KIA: not just a car anymore

“Hello, my name is Shawn and I have a knee injury.”

It’s not a perfect comparison—there are no group meetings or sponsors—but I have been in rehab (i.e., physical therapy) for about two months and frequently feel the urge to relapse while watching my soccer team play. Then I bend my knee to a certain degree or twist my leg around and that urge goes away.

At least it did until last week. Before a game on Wednesday, I decided to help the keeper warm up by taking some shots on net. I felt okay after the first few times, so I started kicking the ball harder. Not as hard as possible, mind you—I thought keeping the ball in reach of the keeper was a little more important than powerfully sending it soaring up into the roof.

That five minutes or so felt great, but as the game progressed while I stood on the sideline, my knee started to let me know it was displeased. Very displeased. Ooh yeah, that was definitely a relapse. When I got home, I was having trouble walking up and down stairs again.

Thankfully, physical therapy has gone well enough that I recovered quickly and I’m doing all right. I went to the local YMCA today and rode on an exercise bike for about 20 minutes. I didn’t push myself really hard because I didn’t want to rupture anything, but after a semester of circuit training twice a week and then two months of not being able to work hard enough to break a sweat, those 20 minutes felt pretty good.
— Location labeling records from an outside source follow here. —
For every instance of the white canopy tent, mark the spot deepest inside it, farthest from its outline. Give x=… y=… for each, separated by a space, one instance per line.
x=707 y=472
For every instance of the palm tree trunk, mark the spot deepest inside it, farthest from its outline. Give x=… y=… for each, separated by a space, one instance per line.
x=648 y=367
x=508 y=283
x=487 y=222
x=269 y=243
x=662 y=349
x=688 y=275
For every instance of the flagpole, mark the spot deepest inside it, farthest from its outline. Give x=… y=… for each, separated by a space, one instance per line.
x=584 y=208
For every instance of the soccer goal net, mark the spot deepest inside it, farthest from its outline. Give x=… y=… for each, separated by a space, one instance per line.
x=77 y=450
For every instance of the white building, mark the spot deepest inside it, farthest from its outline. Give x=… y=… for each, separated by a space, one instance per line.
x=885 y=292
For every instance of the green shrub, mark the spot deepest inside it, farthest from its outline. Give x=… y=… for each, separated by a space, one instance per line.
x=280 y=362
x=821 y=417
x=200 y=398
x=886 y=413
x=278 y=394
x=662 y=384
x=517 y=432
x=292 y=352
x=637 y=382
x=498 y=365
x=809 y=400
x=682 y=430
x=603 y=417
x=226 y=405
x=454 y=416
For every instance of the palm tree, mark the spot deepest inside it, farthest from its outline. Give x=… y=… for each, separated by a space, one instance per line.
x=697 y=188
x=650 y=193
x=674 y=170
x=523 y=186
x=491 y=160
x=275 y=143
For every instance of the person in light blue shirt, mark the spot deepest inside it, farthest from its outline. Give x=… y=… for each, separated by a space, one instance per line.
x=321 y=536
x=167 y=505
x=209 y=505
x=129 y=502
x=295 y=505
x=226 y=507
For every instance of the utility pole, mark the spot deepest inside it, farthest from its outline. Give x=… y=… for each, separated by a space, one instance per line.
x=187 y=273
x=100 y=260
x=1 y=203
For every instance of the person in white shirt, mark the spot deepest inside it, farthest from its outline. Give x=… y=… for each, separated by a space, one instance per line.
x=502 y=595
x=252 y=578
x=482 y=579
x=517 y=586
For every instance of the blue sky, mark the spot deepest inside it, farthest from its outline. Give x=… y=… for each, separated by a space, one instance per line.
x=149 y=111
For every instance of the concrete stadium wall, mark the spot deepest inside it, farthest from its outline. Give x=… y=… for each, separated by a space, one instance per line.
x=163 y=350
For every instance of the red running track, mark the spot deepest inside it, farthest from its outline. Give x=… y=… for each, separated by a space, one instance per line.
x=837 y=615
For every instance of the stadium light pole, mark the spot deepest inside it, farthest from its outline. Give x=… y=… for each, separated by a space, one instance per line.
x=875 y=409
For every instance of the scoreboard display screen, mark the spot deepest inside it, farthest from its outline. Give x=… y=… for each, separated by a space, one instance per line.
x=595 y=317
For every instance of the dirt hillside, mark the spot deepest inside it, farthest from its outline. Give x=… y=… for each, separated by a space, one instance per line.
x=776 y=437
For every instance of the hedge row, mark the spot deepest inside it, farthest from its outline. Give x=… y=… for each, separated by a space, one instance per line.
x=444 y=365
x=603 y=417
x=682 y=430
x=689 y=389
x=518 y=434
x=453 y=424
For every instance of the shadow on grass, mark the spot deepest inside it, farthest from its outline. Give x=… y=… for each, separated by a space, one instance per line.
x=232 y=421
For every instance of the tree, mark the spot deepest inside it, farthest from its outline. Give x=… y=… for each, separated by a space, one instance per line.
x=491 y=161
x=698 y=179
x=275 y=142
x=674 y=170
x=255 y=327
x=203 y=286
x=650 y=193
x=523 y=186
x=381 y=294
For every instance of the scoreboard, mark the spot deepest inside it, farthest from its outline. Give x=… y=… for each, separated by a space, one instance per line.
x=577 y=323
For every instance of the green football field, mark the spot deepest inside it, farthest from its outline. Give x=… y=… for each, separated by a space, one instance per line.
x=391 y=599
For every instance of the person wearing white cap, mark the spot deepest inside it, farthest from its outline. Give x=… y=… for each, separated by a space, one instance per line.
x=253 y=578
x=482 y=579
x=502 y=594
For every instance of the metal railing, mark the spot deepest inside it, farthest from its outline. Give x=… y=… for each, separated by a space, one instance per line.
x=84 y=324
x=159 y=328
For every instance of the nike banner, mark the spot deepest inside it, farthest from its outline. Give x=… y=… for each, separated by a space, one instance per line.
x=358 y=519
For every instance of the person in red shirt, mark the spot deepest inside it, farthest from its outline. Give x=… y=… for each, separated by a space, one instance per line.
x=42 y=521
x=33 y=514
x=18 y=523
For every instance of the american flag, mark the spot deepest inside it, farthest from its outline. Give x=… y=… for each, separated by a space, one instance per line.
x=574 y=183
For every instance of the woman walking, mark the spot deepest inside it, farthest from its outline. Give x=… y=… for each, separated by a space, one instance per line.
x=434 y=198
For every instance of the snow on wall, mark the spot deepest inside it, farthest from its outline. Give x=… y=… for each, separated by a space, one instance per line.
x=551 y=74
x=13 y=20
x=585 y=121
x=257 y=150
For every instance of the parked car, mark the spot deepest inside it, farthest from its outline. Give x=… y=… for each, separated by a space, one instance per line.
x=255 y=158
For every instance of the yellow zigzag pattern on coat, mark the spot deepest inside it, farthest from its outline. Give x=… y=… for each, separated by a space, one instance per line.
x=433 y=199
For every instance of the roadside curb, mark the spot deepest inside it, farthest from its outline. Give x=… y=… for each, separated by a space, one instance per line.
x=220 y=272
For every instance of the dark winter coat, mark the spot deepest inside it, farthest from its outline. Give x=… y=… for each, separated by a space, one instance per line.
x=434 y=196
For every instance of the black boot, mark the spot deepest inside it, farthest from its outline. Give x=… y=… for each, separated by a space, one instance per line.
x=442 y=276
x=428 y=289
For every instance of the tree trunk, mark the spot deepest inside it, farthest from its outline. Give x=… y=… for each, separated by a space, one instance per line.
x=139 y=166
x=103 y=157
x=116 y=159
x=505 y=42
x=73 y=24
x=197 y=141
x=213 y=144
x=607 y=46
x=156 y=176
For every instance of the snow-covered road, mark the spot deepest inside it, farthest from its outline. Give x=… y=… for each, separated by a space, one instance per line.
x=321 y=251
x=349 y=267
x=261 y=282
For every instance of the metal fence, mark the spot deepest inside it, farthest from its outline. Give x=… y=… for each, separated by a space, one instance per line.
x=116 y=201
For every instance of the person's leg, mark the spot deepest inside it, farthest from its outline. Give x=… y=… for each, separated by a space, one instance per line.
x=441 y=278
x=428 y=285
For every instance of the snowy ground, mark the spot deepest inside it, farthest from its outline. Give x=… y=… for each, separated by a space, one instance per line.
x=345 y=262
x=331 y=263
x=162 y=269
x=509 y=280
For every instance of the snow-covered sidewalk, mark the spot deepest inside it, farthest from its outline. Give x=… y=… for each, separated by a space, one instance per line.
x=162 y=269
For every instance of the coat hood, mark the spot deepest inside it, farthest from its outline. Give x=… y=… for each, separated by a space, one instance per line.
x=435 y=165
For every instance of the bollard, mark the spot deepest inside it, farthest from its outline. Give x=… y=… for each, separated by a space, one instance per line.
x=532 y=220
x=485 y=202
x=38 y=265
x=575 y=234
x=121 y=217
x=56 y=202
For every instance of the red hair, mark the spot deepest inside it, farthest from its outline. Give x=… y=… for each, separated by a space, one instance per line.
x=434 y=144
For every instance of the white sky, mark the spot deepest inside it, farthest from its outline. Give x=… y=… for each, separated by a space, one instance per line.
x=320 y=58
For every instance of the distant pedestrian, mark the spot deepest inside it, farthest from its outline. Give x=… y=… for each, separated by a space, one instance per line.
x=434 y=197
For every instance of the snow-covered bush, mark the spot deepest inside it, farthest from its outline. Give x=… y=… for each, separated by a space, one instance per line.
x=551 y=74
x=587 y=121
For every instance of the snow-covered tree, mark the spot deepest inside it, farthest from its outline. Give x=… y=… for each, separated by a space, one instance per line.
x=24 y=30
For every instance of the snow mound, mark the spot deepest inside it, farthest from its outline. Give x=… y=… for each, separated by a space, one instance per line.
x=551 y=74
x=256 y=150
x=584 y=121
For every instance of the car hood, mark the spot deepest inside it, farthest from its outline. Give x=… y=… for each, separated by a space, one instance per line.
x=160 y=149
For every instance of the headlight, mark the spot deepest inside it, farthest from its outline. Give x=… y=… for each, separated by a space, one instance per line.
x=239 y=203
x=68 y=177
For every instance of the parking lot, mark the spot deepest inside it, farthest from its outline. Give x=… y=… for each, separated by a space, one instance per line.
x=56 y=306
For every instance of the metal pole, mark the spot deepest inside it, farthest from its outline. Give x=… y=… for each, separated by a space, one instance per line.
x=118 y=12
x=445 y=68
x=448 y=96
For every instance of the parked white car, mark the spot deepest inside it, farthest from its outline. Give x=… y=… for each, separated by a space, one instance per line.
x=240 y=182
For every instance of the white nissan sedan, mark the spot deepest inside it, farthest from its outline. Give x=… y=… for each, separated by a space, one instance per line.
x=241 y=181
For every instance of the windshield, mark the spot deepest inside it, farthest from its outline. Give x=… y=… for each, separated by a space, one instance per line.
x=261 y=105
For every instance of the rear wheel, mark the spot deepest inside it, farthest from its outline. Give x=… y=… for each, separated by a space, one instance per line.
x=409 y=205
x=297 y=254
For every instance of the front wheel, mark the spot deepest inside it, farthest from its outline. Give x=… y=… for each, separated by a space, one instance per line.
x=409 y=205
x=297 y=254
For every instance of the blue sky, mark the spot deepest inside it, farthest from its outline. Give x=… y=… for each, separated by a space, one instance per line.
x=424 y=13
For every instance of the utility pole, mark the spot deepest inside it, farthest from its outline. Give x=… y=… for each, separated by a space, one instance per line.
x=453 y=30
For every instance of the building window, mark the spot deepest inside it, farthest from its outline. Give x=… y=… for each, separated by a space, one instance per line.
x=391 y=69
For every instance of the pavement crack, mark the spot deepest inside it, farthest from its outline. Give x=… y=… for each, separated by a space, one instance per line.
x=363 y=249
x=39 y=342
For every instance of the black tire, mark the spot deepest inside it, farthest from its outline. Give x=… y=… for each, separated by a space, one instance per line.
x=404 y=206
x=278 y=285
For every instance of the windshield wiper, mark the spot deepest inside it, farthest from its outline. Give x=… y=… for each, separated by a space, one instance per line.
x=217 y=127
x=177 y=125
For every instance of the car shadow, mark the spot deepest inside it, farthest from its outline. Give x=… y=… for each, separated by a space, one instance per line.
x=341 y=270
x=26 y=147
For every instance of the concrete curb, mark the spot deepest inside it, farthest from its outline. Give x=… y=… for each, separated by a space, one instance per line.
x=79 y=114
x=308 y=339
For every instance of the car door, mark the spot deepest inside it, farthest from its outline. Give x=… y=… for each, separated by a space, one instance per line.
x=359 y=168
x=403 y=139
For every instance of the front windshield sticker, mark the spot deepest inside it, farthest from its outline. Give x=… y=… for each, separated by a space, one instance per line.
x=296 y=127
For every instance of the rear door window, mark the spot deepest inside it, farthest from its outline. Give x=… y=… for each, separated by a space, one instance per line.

As for my limping down the stairs towards the locker room afterward… I think it’s fair to say I haven’t graduated from KIA just yet.

The Five-Year Plan

That’s how my grandmother suggests that we live our lives: decide where we want to be in five years, then work towards that point starting now.

On January 17th, 2005—five years ago—I left a hotel with six other guys, got into in a van, stopped at Denny’s for breakfast, drove around for what seemed like hours, then eventually strolled through the front door of a mansion and into the midst of the reality TV phenomenon known as “Beauty and the Geek”. (The show being a “phenomenon” may be debatable, but please don’t spoil my delusions for the moment.) It was awesome, frustrating, amazing, sometimes nauseating… it only lasted two weeks, but it changed my life in so many ways that if I’d had a five-year plan at that point, it would have been shot straight to hell.

I sent a “Happy Anniversary” message to some of my fellow… you know, I’ve never put much thought into it before, but what were we? Participants? Contestants? Cast members? Probably all of the above, but regardless, I sent a message to a handful of them and hope that they’ve got a couple happy memories to reflect on after so many years. The likelihood of us getting together for a little reunion is minuscule at best—people seem to have gone their separate ways—but if some TV channel shows a mini-marathon of Season 1 in June (the month when the show first aired), I’ll be happy. I’ll also probably feel awesome, frustrated, amazed and sometimes nauseated all over again, but at least this time I can write that stuff in the margins of my five-year plan.